A stern and sober Raj Kapoor pronouncing ‘I am no gentleman, savage” would bring a smile to anybody’s face.

“The English subtitles for Indian films are quite interesting. When you do word-by-word translation, instead of meaning the same thing there is a big chance that whatever the actor wanted to convey becomes hilarious. Like the one or two I have given in the Forensic Cinema and my Tamil cinema series,” says Parvathi.

While the forensic and bones series deal with the body and its intricacies in minute details, location| locality series tries to locate our existence in our own body while interconnecting it with pathways and maps.

After receiving her Masters in Fine Arts from Central St Martins College of Art and Design, London, on a Chevening scholarship from the British government in 2004, Parvathi has gained a renewed confidence that took her to places.

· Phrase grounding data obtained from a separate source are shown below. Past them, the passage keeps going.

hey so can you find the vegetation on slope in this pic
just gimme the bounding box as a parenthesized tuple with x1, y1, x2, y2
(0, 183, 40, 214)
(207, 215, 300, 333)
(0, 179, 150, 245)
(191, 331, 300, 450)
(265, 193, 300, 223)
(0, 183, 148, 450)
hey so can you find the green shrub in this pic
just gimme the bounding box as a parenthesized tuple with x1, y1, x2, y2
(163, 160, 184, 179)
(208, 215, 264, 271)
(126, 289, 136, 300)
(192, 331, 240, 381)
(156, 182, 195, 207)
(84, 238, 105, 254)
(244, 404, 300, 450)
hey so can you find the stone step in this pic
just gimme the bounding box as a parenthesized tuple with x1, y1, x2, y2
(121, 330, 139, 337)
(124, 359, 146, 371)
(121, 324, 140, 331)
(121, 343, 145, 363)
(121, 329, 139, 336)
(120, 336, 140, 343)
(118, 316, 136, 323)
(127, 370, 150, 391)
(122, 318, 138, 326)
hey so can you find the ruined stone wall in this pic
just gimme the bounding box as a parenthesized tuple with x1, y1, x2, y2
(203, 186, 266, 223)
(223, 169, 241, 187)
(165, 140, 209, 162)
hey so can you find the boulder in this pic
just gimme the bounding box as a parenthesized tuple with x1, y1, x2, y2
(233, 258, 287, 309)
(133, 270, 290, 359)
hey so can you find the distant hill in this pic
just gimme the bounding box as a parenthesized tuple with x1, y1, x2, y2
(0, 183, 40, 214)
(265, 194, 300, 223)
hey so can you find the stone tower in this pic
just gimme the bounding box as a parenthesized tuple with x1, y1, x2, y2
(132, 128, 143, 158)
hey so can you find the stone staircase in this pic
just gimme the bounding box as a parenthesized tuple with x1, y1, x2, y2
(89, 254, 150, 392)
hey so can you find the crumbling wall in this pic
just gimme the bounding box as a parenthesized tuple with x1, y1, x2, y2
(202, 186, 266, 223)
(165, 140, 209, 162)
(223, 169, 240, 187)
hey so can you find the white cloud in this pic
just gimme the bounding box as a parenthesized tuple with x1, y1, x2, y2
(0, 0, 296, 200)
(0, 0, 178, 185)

Being the only Indian artist to present an installation of drawings at ArtSingapore, Singapore’s national art fair to having her works collected by institutions such as the Singapore Art Museum, The Sotheby’s Art Institute and Deutsche Bank, Parvathi’s achievements in the art field is immense.

She was among the seventy Indian artists including Anjolie Ela Menon, Akbar Padamsee, Badri Narayan and Satish Gujral selected by Jaya Bachchan to celebrate Amitab Bachchan’s 70th birthday by presenting him with 70 paintings. In her painting Rasa,  panelling nine parts of Amitabh’s film Zanjeer which had him in his ‘angry youngman’ persona for the first time, she captures the most memorable moments of Bachchan’s performances in black and white and eases them out with a hint of crimson and jade here and there.

With a lighted fire cracker or sheer simplicity of a shrub, which stands apart from the pencil dot backdrop, Parvathi brings in fresh socio-cultural dimensions to the work. In Parvathi’s works the world achieves more vicinity in its details.

However, the abstract-like quality to it disappears once the work piques you in.

“Say with the forensic work, a lot of people approach it like, oh my god she did it all by herself and it’s so much work, so much detail and then they think it is an abstract.  Once that draws you in, you realise there was something more to it. There’s a narrative, there’s a story, that it is looking at the body, life and the world in a different way,” quips Parvathi.

Parvathi says in order to survive in today’s art world one should constantly negotiate what is decorative, art and craft. And shape oneself accordingly.

When she looks at her love for detail, Parvathi also feels that she is very Indian at heart. “So there is that Indian impulse, even if it is the mehendi on your hand, the sari weaves, the designing quality about all of it is always there,” she says.

This woman in a man’s world do not find herself actively discriminated from the men in the field.  “I don’t think there is any discrimination. However there is that Indian perception, when a man paints, it is considered as talent but when it is a woman, they say ‘what a nice hobby’. And I have to convince them that it is not a hobby, it is my profession, it is what I do, and it is not a pastime but my life,” says this single mother, whose adopted daughter, Ananya is four years old now.

About her daughter she says, “I really feel she is rewarding me rather than me rewarding her. It is really enriching as it is fulfilling in both ways for the child as well as me.

Parvathi’s love for her homeland is evident when she says she would love to do a series on Kerala streets sometime. She is waiting to capture the beauty of god’s own country with a camera to create something wonderful with it.